# Fugue vs Pandas on Spark

These experiments were run on Databricks Runtime 12.2 LTS with a cluster of 8 machines with 16 cpus each. We also used:

* Fugue 0.8.2dev3
* Polars 0.16.14
* Spark 3.3

## Utils Functions

In [0]:
import polars as pl
import numpy as np
import pandas as pd
from uuid import uuid4
from datetime import datetime
from typing import List,Dict,Any,Iterable
import fugue.api as fa
from triad import Schema

COLS = ["_"+str(x) for x in range(10)]
PL_COLS = [pl.col("_"+str(x)) for x in range(10)]
SPARK_PATH = "/dbfs/ht2-{n}.parquet"
WHOLE_PERIOD = 28*24
PERIOD = 7*24

def make_df(n, start, periods, freq):
    ts = pd.date_range(start, periods=periods, freq=freq, name="ts")
    m = np.random.rand(len(ts),len(COLS))
    df = pd.DataFrame(m, columns=COLS, index=ts).reset_index()
    return df.assign(uid=n)

def make_dfs(df:Iterable[List[Any]]) -> Iterable[pd.DataFrame]:
    for row in df:
        yield make_df(row[0], "2000-01-01", row[1], "min")

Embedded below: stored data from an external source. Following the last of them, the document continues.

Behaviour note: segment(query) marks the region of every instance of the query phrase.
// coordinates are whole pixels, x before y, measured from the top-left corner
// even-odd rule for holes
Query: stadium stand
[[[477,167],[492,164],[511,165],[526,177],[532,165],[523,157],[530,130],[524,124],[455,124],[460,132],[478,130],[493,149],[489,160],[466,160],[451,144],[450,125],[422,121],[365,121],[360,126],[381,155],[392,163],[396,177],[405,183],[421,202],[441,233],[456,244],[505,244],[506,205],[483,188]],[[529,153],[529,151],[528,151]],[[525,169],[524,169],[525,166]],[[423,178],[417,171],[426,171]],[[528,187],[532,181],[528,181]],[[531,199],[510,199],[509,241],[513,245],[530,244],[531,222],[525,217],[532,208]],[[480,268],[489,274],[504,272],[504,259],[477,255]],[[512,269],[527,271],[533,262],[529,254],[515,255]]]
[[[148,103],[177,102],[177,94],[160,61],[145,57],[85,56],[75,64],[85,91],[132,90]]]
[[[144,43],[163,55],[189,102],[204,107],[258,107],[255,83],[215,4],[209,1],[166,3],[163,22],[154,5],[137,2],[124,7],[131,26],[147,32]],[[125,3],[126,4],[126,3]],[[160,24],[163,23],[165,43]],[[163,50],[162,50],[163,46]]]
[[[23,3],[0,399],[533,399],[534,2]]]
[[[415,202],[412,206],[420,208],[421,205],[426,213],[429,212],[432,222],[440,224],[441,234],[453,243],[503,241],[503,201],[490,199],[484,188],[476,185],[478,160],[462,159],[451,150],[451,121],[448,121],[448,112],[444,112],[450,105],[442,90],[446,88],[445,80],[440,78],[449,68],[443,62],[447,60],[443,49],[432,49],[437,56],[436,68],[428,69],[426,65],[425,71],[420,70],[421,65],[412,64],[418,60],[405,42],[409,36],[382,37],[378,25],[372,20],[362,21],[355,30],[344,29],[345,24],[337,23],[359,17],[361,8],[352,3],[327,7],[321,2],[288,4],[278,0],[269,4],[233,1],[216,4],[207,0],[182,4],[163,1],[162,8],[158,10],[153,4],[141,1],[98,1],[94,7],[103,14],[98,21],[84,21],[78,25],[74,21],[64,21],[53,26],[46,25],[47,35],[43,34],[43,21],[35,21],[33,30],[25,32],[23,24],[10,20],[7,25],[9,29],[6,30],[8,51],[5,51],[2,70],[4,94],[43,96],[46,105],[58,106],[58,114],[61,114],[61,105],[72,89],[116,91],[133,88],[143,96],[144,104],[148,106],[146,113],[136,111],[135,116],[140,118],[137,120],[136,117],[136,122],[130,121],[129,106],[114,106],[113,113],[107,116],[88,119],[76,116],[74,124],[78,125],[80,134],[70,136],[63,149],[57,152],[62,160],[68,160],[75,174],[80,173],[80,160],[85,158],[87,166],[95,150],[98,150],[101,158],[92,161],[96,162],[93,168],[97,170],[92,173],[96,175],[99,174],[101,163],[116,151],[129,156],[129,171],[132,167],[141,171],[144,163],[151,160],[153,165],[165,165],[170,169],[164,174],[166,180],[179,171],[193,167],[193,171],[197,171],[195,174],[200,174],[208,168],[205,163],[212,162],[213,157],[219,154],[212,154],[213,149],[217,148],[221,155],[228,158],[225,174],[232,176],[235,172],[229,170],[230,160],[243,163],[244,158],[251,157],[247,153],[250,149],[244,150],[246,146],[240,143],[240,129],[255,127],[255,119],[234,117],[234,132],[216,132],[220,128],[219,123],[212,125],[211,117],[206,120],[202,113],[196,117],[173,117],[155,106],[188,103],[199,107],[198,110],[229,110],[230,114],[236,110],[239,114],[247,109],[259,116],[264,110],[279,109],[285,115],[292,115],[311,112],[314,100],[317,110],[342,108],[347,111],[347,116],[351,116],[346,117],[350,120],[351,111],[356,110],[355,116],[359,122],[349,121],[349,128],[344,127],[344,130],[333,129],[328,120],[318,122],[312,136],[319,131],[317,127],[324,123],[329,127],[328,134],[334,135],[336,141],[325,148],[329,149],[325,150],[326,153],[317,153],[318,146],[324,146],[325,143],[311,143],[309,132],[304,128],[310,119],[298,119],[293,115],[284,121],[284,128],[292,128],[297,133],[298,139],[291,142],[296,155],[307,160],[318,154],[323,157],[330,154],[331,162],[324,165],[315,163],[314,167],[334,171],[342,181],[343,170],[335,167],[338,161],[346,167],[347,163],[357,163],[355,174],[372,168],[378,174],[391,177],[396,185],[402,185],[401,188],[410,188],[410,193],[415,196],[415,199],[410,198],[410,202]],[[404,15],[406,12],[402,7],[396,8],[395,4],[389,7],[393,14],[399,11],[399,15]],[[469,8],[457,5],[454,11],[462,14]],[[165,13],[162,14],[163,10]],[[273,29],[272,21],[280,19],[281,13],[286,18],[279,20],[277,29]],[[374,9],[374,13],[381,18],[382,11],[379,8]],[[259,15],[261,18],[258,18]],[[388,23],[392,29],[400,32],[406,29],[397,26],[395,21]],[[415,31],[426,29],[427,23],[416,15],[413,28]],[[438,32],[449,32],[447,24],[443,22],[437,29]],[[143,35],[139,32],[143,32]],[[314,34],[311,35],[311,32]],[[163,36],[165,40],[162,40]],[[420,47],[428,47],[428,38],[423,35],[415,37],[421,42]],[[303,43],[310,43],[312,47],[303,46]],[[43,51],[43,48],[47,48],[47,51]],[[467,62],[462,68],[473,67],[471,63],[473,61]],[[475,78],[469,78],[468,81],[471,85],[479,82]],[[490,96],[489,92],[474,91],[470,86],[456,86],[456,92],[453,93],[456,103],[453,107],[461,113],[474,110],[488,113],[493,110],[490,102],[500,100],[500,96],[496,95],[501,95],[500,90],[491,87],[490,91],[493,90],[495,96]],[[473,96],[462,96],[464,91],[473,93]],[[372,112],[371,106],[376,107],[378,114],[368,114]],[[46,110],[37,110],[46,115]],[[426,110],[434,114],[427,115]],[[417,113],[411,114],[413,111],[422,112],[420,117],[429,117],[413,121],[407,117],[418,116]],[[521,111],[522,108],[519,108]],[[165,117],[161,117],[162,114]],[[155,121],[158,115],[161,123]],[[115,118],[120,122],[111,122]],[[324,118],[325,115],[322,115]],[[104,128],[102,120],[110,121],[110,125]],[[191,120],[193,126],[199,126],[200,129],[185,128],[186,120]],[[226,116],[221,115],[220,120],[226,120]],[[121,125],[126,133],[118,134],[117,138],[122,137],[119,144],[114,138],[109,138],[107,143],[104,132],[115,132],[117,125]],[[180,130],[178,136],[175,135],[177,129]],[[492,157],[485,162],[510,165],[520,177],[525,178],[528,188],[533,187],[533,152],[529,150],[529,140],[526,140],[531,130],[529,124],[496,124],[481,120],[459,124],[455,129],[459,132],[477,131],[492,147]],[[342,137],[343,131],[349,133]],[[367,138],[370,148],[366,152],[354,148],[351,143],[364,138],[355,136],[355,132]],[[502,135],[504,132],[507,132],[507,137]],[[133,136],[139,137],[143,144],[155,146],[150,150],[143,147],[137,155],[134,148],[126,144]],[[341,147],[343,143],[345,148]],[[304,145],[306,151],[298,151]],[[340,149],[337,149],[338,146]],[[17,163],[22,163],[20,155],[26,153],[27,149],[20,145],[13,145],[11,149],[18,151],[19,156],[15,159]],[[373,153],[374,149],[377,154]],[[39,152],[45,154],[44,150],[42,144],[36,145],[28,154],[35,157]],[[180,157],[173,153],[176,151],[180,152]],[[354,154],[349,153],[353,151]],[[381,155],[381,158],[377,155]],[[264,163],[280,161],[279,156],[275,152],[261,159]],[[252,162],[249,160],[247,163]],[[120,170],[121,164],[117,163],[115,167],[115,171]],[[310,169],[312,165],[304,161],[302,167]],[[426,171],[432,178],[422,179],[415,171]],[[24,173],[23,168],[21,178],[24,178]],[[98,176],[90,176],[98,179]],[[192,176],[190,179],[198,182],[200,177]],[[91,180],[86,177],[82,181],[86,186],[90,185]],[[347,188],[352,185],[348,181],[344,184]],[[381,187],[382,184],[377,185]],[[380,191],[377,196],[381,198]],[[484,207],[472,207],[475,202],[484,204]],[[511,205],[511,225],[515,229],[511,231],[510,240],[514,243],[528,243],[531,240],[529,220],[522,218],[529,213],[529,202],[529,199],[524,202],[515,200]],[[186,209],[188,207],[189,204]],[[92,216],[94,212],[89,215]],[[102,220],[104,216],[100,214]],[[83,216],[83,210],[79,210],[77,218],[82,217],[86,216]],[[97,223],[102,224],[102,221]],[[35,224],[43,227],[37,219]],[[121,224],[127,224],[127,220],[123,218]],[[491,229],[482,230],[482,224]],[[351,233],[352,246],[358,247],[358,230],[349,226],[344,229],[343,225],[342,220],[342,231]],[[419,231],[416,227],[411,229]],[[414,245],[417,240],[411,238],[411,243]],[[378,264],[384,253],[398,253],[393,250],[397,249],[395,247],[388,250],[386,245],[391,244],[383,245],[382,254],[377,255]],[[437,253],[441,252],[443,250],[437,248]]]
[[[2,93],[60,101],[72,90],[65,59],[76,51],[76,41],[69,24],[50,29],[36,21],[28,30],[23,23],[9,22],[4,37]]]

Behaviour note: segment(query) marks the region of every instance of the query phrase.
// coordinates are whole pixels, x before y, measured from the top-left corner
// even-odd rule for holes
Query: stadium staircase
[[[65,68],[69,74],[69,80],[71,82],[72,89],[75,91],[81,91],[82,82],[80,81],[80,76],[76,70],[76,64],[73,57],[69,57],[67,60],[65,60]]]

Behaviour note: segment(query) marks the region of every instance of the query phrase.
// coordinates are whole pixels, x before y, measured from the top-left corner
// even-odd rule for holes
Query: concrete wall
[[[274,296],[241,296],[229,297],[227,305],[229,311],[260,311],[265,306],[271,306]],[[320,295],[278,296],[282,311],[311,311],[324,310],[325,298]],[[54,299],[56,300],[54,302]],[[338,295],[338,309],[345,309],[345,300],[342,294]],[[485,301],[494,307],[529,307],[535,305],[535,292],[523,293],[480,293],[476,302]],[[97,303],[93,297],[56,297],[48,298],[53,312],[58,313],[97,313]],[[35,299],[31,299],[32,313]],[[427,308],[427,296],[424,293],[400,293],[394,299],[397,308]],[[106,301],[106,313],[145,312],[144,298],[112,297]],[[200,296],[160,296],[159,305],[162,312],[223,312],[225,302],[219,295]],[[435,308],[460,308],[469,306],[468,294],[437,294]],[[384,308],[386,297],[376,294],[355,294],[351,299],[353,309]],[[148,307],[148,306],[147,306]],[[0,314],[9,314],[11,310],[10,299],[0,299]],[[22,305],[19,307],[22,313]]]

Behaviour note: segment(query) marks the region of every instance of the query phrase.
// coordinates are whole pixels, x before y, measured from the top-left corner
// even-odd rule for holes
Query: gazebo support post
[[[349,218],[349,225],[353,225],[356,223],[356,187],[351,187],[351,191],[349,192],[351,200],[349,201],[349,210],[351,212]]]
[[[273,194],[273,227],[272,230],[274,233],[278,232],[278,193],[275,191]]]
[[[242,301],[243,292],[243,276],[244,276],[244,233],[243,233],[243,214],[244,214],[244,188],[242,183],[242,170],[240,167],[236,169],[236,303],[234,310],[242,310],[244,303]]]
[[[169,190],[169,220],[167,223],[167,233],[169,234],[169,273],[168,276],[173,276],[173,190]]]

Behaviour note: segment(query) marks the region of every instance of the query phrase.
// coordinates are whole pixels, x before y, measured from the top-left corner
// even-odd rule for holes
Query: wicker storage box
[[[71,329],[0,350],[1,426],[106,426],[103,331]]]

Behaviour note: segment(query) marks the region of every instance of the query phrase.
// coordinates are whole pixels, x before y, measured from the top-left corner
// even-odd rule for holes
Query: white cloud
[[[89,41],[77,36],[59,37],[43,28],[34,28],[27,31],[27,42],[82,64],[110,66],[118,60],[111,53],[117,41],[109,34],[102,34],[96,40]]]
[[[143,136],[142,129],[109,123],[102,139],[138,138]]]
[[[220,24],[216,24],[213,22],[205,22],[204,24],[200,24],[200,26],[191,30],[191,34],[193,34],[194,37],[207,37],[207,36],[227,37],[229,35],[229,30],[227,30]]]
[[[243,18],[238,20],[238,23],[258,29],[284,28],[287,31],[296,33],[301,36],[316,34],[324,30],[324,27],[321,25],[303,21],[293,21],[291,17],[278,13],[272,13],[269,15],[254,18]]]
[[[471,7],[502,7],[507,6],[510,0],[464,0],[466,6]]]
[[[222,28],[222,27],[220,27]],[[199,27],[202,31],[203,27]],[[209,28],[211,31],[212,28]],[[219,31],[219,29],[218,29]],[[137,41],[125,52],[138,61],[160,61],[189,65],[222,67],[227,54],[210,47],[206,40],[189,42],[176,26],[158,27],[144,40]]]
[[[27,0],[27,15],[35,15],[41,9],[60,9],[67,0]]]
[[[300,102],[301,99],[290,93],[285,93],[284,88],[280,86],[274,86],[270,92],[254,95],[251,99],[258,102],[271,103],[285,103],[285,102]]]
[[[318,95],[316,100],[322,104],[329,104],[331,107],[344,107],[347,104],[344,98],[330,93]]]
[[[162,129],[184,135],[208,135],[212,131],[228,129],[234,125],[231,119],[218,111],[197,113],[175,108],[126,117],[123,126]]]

# schema: *,greatest:double
def greatest_pd(dfs:Iterable[pd.DataFrame]) -> Iterable[pd.DataFrame]:
    for df in dfs:
        yield df.assign(greatest=df[COLS].max(axis=1))

# schema: *,greatest:double
def greatest_pl(dfs:Iterable[pl.DataFrame]) -> Iterable[pl.DataFrame]:
    for df in dfs:
        yield df.with_columns(pl.max(PL_COLS).alias("greatest"))
        
# schema:*
def zscore_pd(df:pd.DataFrame, n) -> pd.DataFrame:
    subdf = df[COLS]
    df = df.sort_values("ts")
    x = subdf.shift(1).rolling(n)
    z=(subdf-x.mean()).abs()/x.std()
    return df.assign(**{k:z[k] for k in COLS}).dropna()

# schema:*
def zscore_pd_gp(df:pd.DataFrame, n) -> pd.DataFrame:
    idf = df.set_index("uid").sort_values(["uid","ts"])
    subdf = idf[COLS]
    x = subdf.groupby("uid").shift(1).rolling(n)
    z=(subdf-x.mean()).abs()/x.std()
    return idf.assign(**{k:z[k] for k in COLS}).dropna().reset_index()

# schema:*
def zscore_pl(df:pl.DataFrame, n:int) -> pl.DataFrame:
    params = {}
    for col in COLS:
        mean = pl.col(col).shift().rolling_mean(n, min_periods=n)
        std = pl.col(col).shift().rolling_std(n, min_periods=n)
        params[col]=(pl.col(col) - mean).abs()/std
    return df.sort("ts").with_columns(**params).drop_nulls()

# schema:*
def zscore_pl_gp(df:pl.DataFrame, n:int) -> pl.DataFrame:
    params = {}
    for col in COLS:
        mean = pl.col(col).shift().rolling_mean(n, min_periods=n).over("uid")
        std = pl.col(col).shift().rolling_std(n, min_periods=n).over("uid")
        params[col]=(pl.col(col) - mean).abs()/std
    return df.sort("ts").with_columns(**params).drop_nulls()

## Testing Utils

In [0]:
from datetime import datetime

NUMBERS = [10000,100000,1000000]

def save(n, path, engine):
    idf = pd.DataFrame(dict(a=range(n),b=WHOLE_PERIOD))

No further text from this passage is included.